Het bekendste boek over de vermeende held is de historische roman De schaapherder (1837) van Jan Frederik Oltmans (1806-1854). Pieter ’t Hoen (1744-1828) dramatiseerde het gegeven in het treurspel Jan van Schaffelaar of de vaderlandsche held (1791). En ook Hendrik Tollens (1780-1856) bejubelde in de romance Jan van Schaffelaar de heldhaftige daad, terwijl J.F. Helmers (1767-1813) in het lange epische gedicht De Hollandsche natie (1812) aandacht aan de fatale sprong besteedde, een nogal pathetisch vaderlandslievend werk. De Franse overheersers van die tijd achtten het stuk staatsgevaarlijk. Daarom besloten ze de auteur te vervolgen, maar voor de boosdoener gepakt was, stierf de dichter die schreef:

Ziet gij die torenspits door ’t woedend volk omringd,
En d’eedle Schaffelaar die zich te bersten springt? 

De dichter Kees Stip (1913-2001), die in het naburige Veenendaal opgroeide en die als Trijntje Fop naam maakte met geestige dierdichten, wist Jan van Schaffelaar naadloos te verbinden met de kippenfokkerijen in de regio:

JAN VAN SCHAFFELAAR

Van kippenveren vederdos voorzien
stond ik soms op de Barneveldse toren.
Ons kippenschuurtje was die rol beschoren,
ter hoogte hoogstens van een turf of tien. 
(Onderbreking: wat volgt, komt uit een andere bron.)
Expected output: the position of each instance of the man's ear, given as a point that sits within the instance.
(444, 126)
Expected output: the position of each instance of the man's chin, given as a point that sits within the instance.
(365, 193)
Uit Barneveldse eieren geboren
kregen de kippen Coppe en Katrien
rondscharrelend wel zevenmaal misschien
‘Hier hebt gij Jan van Schaffelaar!’ te horen.

Maar springen deed ik niet. Het was te hoog.
al wist ik dat de ridder van mijn dromen
nog van belangrijk hoger was gekomen

terwijl zijn harnas ook niet weinig woog.
Belachelijk, die hedendaagse mode
om liever blode Jan te zijn dan dode.

Een anonieme dichter rijmde in een plaatselijk krantje over het kippendorp:

In Barneveld, in Barneveld,
Een parel in de Biblebelt,
Daar wordt gekakeld en gelegd
En Schaffelaar is zogezegd
Geen dorpsgek maar een superheld.

De gelegenheidsdichter Ahasverus van den Berg (1733-1807), van 1766 tot 1778 dominee in Barneveld, was betrokken bij de psalmberijming van 1773. Hij was wars van het opkomende sentimentalisme in de literatuur. In een ontboezeming over het landgoed aldaar met een kasteel, dat als eerbetoon aan Schaffelaar diens naam had gekregen, dicht hij o.a.:

Hier klonk weleer het lied
Waar mee ge, o Vrouw Margriet
In englenmelodij
Van schooner poezij,
Uw hart, met Jezus lof,
Verheft naar ’t hemelhof.

‘Vrouw Margriet’ verwijst naar de slotvrouw van de Schaffelaar, Margriet baronesse van Essen-van Haeften (1751-1793), die een literaire kring van voornamelijk predikanten om zich heen verzamelde. Haar eigen poëtische talent manifesteerde zich in enkele bundels met vrome verzen. Ze overleed op 4 april 1793, maar er gingen geruchten dat ze ‘levendig’ begraven zou zijn naast haar man in de Nederlands-hervormde kerk van Barneveld. Het kasteel brandde kort na haar dood af en werd in 1852 herbouwd in neogotische stijl. In de Tweede Wereldoorlog was daar een groep vooraanstaande joden geïnterneerd, onder wie Ida Simons-Rosenheimer (1911-1960), schrijfster van de roman Een dwaze maagd (1959), en de Amsterdamse advocaat Abel Herzberg (1893-1989), die na de oorlog zijn ervaringen in het concentratiekamp Bergen-Belsen te boek stelde in Amor Fati (1946). Zijn dagboek dat hij tijdens de kampperiode bijhield verscheen in 1950 onder de titel Tweestromenland. Zijn dochter, de dichteres Judith Herzberg (geb. 1934), verbleef in de oorlog enige tijd in het joodse tehuis ‘De Biezen’ aan de Lunterseweg.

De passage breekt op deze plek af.